UW Madison McNair Scholar Exploring the Universe as UC Berkeley Doctoral Student

Posted by on Tuesday, May 21, 2013 2:45 - 0 Comments

UWlogo_ctr_4cJessie Otradovec showed promise in post-high school jobs at Papa John’s and Cost Cutters in Green Bay. But she wanted to play with the universe.

She eventually left behind the pizza and barber shears and, at age 27, will graduate from UW-Madison this weekend with a bachelor’s degree in physics and astrophysics.

“I’m just tremendously proud of her,” said physics professor Michael Ramsey-Musolf, who served as Otradovec’s research mentor. “She’s a remarkable scientist and person.”

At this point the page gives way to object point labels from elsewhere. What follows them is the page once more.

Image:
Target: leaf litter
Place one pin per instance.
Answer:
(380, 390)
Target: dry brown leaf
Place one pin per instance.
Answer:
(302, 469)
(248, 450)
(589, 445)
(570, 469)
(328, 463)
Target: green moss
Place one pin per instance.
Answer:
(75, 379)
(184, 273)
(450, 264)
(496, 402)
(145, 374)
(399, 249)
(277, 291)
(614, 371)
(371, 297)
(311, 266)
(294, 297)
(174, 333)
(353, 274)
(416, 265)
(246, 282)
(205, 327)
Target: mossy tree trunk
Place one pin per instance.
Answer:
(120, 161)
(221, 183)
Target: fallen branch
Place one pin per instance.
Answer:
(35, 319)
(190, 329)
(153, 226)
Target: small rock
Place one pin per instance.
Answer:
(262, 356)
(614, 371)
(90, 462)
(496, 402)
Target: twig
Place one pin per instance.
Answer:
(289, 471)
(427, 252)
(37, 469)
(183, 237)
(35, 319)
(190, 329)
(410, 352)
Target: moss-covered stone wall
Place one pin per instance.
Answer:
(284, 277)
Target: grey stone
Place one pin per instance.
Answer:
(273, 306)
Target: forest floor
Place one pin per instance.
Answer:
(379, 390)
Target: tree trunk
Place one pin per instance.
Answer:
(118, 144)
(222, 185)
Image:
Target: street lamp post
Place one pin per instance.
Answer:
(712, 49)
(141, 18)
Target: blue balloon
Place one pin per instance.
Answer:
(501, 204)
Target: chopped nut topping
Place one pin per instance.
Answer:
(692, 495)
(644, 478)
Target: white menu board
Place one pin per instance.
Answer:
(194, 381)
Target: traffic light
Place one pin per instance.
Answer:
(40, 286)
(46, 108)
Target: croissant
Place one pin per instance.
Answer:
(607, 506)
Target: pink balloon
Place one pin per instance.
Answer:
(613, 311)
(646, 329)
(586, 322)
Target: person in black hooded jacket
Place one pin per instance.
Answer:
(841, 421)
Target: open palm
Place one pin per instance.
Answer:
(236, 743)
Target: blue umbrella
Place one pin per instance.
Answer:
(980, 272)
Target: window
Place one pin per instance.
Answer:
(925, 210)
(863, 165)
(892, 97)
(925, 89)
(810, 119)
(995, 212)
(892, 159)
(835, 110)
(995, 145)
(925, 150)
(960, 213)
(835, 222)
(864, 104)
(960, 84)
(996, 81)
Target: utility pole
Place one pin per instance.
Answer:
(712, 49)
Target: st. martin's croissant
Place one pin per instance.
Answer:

Thousands of new graduates will walk across stages at local colleges and universities this weekend, collecting diplomas and stepping into the future. Otradovec stands out because of the journey that led her to that stage and the galactic future that awaits beyond.

Next stop: a doctorate program in physics at UC-Berkeley, ranked the fifth-best of its kind in the nation. She’ll go with help from a UC Chancellor’s Graduate Fellowship, a prestigious honor. She credits UW-Madison mentors and, in particular, the McNair Scholars program, a federally funded program on campus to help first-generation college students pursue graduate school, for her unlikely success story.

“I wouldn’t be going to Berkeley, let alone with the chancellor’s fellowship, without McNair,” she said.

Otradovec grew up on the Menominee Indian reservation in northeastern Wisconsin. Her mother works at Wal-Mart. She chose a field, physics, where just 10 to 15 percent of university faculty nationally are women.

Although Otradovec showed academic promise at Shawano High School, health problems caused turbulence and she didn’t take college applications seriously enough. After graduation, she enrolled at a technical college but dropped out after a semester, earning just three credits.

To pay the bills, she took a job at Papa John’s in Green Bay, rising to management within a year. She quit, fearing the direction her life was heading, and later started a three-year apprentice program as a Cost Cutters barber.

She continued to harbor dreams to “play with lots of complicated matters,” dreams fed by a scientific curiosity developed in childhood. She figured her best fit would be in chemical engineering.

During barber training, a chemical engineer wound up in her chair for a trim. She told him of her interest in his field and got an unexpected response.

“Why don’t you do something else that’s more fulfilling?” she said he told her.

He recommended theoretical physics and suggested she read “The Elegant Universe” by Brian Greene. She picked up the book from the public library, and it changed her course.

“It’s really awesome,” she said. “It was the first time in a few years I was having my mind challenged. I decided I wanted to research something like this.”

She kept cutting hair, eventually earning her license. She filled her spare time devouring physics books from the library and making plans to apply to UW-Madison, partly for the opportunities it presented to do research in particle physics and partly for its history of student activism.

When the time came to apply, a glitch arose — her three credits earned at the technical college disqualified her to apply as a freshman, while at least 24 credits were required to apply as a transfer student. So she detoured to UW-Eau Claire, living in the dormitories with younger students and waiting for her Madison chance.

When that chance came, she thrived, earning mostly A’s and eventually scoring in the 94th, 96th and 98th percentile in the three parts of the Graduate Record Examination. She impressed faculty not only for tackling high-level research with Ramsey-Musolf in theoretical particle physics — rare for undergrads to attempt — but also for her work as a tutor in the physics learning center.

“She stood out for her maturity and for her commitment to inclusion and social justice in the larger campus community,” said Susan Nossal, director of the physics learning center. “She showed she really cared about other students’ learning and their success.”

Otradovec hopes to earn her doctorate and become a professor, reaching out to another generation of students.

“I definitely want to be someone in physics who makes it more common and possible for all sorts of people to play with the universe,” she said.